Estas penas pueden agravarse si los productos dopantes son suministrados a menores de edad, o si se trata de responsables deportivos reconocidos o de integrantes del Comité Olímpico Nacional (CONI, que oficia de ministerio de Deportes en Italia).
Un médico que administre productos dopantes puede ser apartado de su orden profesional temporalmente, mientras que los traficantes de productos prohibidos pueden ser condenados a penas de hasta seis años de prisión.
Algunos medios deportivos italianos reclamaban desde hace tiempo la adopción de una ley de estas características, puesto que las existentes hasta la fecha no permitían juzgar a los infractores.
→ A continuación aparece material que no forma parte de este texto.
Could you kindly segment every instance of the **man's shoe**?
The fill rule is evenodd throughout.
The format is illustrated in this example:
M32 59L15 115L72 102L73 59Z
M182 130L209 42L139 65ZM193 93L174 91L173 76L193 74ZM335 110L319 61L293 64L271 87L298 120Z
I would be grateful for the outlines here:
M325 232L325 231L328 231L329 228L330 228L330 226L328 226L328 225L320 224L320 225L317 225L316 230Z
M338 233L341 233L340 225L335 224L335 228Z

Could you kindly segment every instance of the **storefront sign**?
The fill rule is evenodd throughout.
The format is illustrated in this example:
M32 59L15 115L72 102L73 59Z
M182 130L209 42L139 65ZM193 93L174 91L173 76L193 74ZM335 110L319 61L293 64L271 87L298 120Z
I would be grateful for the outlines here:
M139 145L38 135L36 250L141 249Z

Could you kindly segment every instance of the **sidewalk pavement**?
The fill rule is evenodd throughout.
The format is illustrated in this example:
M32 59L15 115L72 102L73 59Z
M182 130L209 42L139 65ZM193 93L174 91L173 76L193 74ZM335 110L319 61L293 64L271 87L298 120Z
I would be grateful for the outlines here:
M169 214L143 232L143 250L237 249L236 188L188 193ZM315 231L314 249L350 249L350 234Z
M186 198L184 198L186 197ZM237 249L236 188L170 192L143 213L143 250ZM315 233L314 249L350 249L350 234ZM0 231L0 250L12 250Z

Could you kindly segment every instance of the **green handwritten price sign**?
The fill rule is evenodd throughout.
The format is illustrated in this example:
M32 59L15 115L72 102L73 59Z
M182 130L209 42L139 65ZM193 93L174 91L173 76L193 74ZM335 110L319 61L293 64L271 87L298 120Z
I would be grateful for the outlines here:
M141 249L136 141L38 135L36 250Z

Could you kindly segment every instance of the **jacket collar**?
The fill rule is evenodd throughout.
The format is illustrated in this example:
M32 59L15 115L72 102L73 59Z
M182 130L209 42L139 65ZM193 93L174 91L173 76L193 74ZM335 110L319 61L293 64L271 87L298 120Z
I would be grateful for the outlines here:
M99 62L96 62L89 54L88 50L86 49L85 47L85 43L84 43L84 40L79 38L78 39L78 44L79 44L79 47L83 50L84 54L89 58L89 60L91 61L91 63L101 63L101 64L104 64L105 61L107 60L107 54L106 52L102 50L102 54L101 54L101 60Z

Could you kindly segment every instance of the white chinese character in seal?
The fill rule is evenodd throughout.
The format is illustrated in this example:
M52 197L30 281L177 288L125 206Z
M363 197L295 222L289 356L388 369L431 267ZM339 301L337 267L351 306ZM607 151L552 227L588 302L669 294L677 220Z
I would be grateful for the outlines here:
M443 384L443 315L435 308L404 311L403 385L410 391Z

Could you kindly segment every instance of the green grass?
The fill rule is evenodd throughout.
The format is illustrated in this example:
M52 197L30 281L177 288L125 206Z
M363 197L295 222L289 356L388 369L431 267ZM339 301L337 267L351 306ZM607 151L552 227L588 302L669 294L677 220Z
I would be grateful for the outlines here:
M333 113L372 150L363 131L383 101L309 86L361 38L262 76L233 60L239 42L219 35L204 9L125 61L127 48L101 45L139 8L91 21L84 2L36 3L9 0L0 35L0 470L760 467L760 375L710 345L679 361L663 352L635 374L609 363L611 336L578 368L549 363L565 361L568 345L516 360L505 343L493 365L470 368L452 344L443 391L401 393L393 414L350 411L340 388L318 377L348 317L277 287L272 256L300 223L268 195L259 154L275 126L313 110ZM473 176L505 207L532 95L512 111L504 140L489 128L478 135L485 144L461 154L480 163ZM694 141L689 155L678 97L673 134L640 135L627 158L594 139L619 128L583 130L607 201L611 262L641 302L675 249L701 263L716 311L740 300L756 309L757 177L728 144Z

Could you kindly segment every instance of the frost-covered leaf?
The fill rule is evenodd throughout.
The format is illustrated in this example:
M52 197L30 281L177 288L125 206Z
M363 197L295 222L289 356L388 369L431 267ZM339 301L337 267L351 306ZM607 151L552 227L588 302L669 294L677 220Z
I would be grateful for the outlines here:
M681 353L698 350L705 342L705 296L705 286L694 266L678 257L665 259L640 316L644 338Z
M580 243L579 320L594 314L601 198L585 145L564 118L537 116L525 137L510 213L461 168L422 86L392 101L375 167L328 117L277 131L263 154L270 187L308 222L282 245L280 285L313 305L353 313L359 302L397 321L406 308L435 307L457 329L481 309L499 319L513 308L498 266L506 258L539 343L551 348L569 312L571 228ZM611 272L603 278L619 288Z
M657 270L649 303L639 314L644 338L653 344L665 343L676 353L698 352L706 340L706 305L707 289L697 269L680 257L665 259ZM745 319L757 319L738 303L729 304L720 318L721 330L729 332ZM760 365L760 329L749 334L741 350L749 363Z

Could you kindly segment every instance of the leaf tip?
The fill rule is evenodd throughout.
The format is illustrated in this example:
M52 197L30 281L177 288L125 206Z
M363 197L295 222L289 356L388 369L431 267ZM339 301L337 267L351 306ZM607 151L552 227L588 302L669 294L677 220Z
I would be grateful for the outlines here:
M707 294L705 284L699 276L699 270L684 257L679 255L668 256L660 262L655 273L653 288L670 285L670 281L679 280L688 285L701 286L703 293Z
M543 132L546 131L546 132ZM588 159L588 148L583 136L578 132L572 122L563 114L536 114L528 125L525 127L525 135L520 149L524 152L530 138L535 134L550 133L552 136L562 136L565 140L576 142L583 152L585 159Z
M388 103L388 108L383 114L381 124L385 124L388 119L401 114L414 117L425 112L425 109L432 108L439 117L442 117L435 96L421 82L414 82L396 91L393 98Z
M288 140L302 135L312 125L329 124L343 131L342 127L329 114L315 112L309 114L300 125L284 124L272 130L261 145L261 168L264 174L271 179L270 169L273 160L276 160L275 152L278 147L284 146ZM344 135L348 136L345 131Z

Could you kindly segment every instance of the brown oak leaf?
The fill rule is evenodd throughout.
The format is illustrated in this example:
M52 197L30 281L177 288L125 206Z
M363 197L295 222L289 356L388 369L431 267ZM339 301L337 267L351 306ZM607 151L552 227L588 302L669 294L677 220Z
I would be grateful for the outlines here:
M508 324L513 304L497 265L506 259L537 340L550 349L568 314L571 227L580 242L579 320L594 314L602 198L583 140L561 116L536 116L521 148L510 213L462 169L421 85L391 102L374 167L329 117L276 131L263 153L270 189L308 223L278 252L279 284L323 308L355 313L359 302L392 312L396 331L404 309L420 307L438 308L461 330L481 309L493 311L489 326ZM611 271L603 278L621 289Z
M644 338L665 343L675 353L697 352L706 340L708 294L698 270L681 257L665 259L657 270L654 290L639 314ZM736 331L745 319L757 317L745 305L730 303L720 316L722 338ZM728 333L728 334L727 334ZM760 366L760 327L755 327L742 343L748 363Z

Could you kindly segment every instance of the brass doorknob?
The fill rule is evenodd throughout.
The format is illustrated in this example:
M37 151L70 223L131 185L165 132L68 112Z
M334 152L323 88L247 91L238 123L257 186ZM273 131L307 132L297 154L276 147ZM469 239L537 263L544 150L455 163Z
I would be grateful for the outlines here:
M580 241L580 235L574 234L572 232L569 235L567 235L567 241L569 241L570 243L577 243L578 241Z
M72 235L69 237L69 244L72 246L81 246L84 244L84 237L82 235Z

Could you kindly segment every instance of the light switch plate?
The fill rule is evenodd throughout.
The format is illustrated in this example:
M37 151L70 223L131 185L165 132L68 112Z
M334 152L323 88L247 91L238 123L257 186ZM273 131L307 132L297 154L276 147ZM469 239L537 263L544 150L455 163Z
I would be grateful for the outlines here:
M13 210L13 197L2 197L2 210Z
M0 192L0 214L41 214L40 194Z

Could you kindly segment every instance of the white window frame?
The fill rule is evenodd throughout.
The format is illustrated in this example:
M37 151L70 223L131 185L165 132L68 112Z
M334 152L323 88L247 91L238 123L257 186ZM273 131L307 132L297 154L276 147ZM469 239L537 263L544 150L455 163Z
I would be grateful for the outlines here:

De esta manera, el fiscal de Turín (norte), Raffaele Guarinello, logró llevar a juicio al campeón ciclista Marco Pantani, bajo sospecha de dopaje, gracias a una ley destinada a luchar contra las apuestas clandestinas en los partidos de fútbol y los "fraudes deportivos", que prevé una pena máxima de un año de prisión.
La ministra italiana de Bienes culturales, encargada de Deportes, Giovanna Melandri, se congratuló por la adopción de esta ley que ubica a Italia a la "vanguardia" de la lucha contra el dopaje en Europa.